Tempera paintings appear to have originated in classical times. There are references to this sort of painting throughout Latin, Greek and ancient Egyptian literature. Numerous important works of art were said to have been made using this medium, so it appears that was quite popular with artists of the time. Some examples of tempera painting from antiquity do survive, such as the ‘Severan Tondo,’ which is a portrait of Septimus Severus, the Roman emperor. After the collapse of the Roman Empire, tempera gradually overtook encaustic as the main painting medium. Encaustic painting is the technique of adding heated beeswax to coloured pigments. Tempera painting became wildly popular throughout Europe and Asia and was favoured by many top artists. However, with the advent of oil painting in the 16th century, tempera painting gradually became less popular, though it is still favoured by some and enjoys revivals from time to time.

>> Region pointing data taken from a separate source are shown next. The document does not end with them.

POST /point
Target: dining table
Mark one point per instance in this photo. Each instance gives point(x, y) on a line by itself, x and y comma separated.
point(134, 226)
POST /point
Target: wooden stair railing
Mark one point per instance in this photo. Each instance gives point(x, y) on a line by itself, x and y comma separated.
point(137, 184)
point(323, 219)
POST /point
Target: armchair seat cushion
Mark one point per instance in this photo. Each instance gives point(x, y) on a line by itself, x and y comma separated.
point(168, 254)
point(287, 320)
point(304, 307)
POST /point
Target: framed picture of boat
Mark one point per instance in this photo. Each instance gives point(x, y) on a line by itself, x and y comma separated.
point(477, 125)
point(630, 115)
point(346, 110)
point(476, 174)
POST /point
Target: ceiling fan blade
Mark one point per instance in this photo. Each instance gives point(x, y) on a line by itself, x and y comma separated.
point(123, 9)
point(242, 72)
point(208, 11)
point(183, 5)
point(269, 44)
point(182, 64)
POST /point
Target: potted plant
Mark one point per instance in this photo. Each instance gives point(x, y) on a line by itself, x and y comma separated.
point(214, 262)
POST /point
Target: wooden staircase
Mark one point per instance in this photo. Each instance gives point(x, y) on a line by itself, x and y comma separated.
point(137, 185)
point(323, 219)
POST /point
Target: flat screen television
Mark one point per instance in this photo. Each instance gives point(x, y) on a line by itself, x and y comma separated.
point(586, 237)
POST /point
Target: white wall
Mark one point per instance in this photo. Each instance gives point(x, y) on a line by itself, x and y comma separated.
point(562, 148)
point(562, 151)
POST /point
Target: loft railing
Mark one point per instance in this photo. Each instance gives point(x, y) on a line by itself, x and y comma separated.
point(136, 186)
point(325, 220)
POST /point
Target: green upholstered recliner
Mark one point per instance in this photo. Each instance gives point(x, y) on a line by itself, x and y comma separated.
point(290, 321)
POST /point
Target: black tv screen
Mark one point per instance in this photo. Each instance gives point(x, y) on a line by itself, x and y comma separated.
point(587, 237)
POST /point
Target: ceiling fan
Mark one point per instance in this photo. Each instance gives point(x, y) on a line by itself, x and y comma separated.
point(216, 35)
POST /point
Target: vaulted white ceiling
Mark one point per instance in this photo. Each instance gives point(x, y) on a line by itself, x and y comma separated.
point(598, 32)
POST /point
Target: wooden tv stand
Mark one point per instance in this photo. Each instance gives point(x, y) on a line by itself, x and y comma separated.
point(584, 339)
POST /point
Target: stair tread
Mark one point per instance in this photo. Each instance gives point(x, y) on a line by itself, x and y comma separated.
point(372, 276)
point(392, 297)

One of the main properties of tempera paint is that it’s not a flexible painting medium. What this means is that it needs to be applied to solid surfaces; wood panels were commonly used, for example. If it is applied to a softer surface, such as a canvas, it will end up cracking. This paint medium dries very quickly and the colours stay the same over time. Tempera paint can’t be applied in really thick layers, so it can’t produce the same richness of colour that oil paints can. Artists have to work with tempera paint quite quickly as once it’s been prepared, it can’t be stored and has to be used up.